Traanbuizen voeren het traanvocht van de traanklier af naar de neusholte. Teveel traanvocht in de neusholte veroorzaakt snotteren.
Toppredator

De diersoort die aan het eind van een voedselketen staat, heet de toppredator. Toppredatoren hebben zelf geen vijanden.
Tolerantiegrens

De uiterste waarde van een abiotische milieufactor, waarbij individuen van een soort nog net in leven blijven. Er is een minimum en een maximum voor deze abiotische grenzen.
Tolerantiegebied

Gezamenlijke waarden van een milieufactor waarbij individuen van een soort kunnen overleven. Soorten uit de climaxvegetatie hebben in de regel een smal tolerantiegebied.

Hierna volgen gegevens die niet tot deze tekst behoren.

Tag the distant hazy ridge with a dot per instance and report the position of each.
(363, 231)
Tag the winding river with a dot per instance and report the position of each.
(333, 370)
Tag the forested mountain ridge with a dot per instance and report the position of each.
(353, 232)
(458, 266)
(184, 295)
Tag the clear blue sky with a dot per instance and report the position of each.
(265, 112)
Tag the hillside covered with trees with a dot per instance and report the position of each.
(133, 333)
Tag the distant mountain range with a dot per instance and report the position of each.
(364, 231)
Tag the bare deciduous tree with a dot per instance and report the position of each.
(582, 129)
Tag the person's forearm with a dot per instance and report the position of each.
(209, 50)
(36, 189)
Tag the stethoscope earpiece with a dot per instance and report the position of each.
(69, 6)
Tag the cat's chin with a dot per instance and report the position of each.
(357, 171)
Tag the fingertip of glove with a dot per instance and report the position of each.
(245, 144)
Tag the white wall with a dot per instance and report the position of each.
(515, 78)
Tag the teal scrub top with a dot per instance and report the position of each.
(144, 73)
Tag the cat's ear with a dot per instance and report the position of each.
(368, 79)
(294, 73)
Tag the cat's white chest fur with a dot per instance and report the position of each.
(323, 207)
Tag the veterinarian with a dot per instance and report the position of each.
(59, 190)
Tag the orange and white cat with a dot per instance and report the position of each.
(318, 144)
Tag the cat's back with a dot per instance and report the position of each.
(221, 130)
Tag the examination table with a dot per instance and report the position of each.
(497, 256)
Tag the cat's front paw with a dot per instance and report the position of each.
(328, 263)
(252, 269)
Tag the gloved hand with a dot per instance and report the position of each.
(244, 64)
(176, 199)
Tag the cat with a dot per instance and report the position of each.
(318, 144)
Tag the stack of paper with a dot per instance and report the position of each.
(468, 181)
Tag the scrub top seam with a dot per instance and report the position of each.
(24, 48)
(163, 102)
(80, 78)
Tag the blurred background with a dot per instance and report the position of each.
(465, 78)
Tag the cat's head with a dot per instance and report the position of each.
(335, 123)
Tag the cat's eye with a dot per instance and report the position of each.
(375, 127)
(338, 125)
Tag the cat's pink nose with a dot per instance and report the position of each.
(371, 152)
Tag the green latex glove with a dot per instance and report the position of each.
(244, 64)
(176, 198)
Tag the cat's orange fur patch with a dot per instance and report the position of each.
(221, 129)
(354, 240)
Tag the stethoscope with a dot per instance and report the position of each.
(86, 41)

Opportunisten uit de pioniersvegetaties hebben vaak bredere tolerantiegebieden omdat ze te maken hebben met grote schommelingen in hun leefomgeving voor wat betreft: temperatuur, vochtvoorziening en beschikbaarheid van mineralen.
Tolerantie

Het vermogen van organismen om schommelingen in een abiotische factor te verdragen. Organismen met smalle tolerantiegrenzen zijn specialisten en komen hoofdzakelijk voor in climaxecosystemen. Organismen met brede tolerantiegrenzen zijn opportunisten en komen vooral voor in pioniersvegetaties.
Thymine

Thymine is één van de nucleotidenbasen in DNA. De nucleotiden zijn de bouwstenen van het DNA. Alle nucleotiden zijn opgebouwd uit een fosfaatgroep, een suiker en een stikstofbase. Thymine koppelt met behulp van twee waterstofbruggen aan adenine en vormt in het DNA zo een basepaar. De andere baseparing wordt gevormd door een koppeling van cytosine met guanine.